津田寛治さんは福井駅前短編映画祭でお会いしたことが縁でオファーさせていただきました。受けていただけるか分からない段階から映画館の支配人役は津田さんをイメージしていたので念願叶いました。あとミュージシャンが多く出演する中、演技の面でピリッと締めてもらえたらという狙いもあったのですが、期待以上の効果があった様に思います。
刄田綴色さんは元々大好きなドラマーなのですが、まさか受けていただけるとは思いませんでした。翳ラズの楽曲ができた時、叩いて欲しいのは誰かと考えた時一番最初に思い浮かべたのが刄田さんだったのですが、とにかく情熱を込めて出演依頼の連絡をさせていただいたところ快諾いただき本当に驚きました。
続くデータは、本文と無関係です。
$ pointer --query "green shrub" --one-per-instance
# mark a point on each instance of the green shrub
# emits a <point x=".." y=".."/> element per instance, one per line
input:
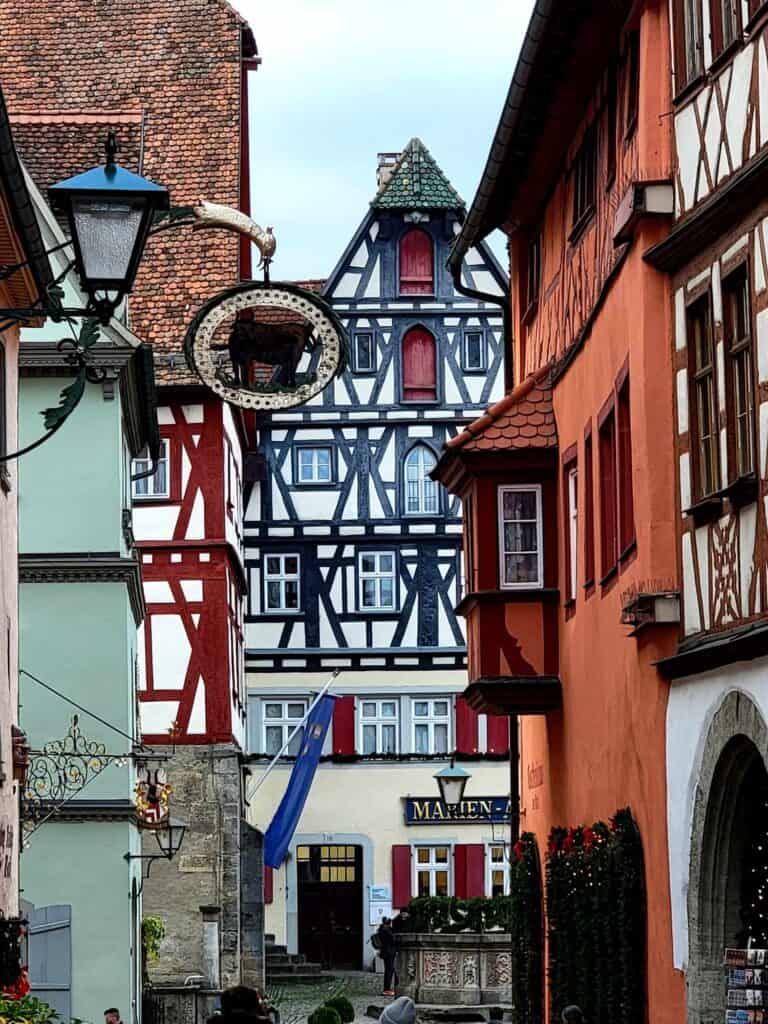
<point x="325" y="1015"/>
<point x="343" y="1007"/>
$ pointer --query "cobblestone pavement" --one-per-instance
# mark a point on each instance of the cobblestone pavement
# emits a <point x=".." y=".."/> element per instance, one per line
<point x="296" y="1003"/>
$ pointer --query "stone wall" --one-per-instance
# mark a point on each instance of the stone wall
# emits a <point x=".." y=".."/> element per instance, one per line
<point x="218" y="870"/>
<point x="459" y="970"/>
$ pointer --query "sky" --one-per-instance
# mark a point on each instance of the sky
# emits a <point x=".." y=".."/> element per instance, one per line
<point x="342" y="80"/>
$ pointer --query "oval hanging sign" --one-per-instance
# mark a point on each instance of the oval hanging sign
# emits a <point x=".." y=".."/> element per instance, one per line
<point x="266" y="346"/>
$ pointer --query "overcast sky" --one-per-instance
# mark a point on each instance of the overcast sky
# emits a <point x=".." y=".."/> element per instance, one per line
<point x="342" y="80"/>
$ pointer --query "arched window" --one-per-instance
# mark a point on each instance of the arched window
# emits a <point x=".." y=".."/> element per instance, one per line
<point x="421" y="492"/>
<point x="416" y="263"/>
<point x="419" y="366"/>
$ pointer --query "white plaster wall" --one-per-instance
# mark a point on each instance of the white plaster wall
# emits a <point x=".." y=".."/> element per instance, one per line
<point x="691" y="707"/>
憧れの人とレコーディングやライブを共にできるなんて夢のようです。
スムルースは僕が大好きなバンドなんです。特にボーカルの德田さんの書く曲は本当に素晴らしいのですが、劇中でも演奏される「美しい世界」の歌詞が本作のとあるシーンとすごくシンクロしていてぜひ使いたいと思いました。
アシガルユースは関西で活動するバンドなんですが、いいバンドなのでどんなキッカケであれもっともっといろんな人に知って欲しいという思いから、この映画に出演をお願いしました。
今回はライブ・シーンを含めより映画館で観る、ということに強いこだわりを込めて制作しました。なので、ぜひそれを劇場で体感していただければ嬉しいです。
第七藝術劇場・支配人:小坂 誠
前作『ディスコーズハイ』を当館で上映した際に、岡本 崇監督の情熱と人を巻き込む力に圧倒され、今度はその面白そうな渦の中に巻き込まれてみようと撮影地としての協力を決めました。本作の映画館シーンは、第七藝術劇場にて深夜から早朝にかけて撮影されました。
津田寛治さん演じる映画館支配人「神様」は秘めたる情熱を心に抱えつつも、映画館の歩みとともに年を重ね、諦めてきたことも多いであろう、そんなたたずまいが印象的です。メジャー作品のみならずインディーズ作品にも数多く出演されている津田さんだからこそ特別な存在感があります。
本作は、何かを表現することだけでなく、その表現に心動かされ、救われ、人生を狂わせてしまうことを肯定してくれる作品です。「神様」の言葉を通して語られる一つひとつに、ミニシアターという場所への想いが詰まっています。そして、ロックミュージックが持つ熱気が映画館の空間を満たしていくとき、そこに新しい何かが確かに生まれていくのです! ぜひ映画館のスクリーンで目撃してください。
ストーリー
人付き合いが苦手な南條珠(なんじょう・たま/伊集院香織)は、小学生の頃からシネコンとは一線を画すこだわりのラインアップのミニシアターを自分の居場所としていて、支配人の井澤雄一郎(いさわ・ゆういちろう/津田寛治)を神様と呼んで慕っている。
そんな珠にとって、ロックバンド“翳(かげ)ラズ”のボーカル・瓶子結衣子(へいし・ゆいこ/後藤まりこ)はもう一人の自分を救ってくれた神様。中古ギターを入手して、スーパー・ギター・バトルで優勝するほどの実力になるも、さらに上を目指して練習する日々。翳ラズの記事を読み、次の翳ラズのライブ・チケットは必ず入手すると決意を新たにする。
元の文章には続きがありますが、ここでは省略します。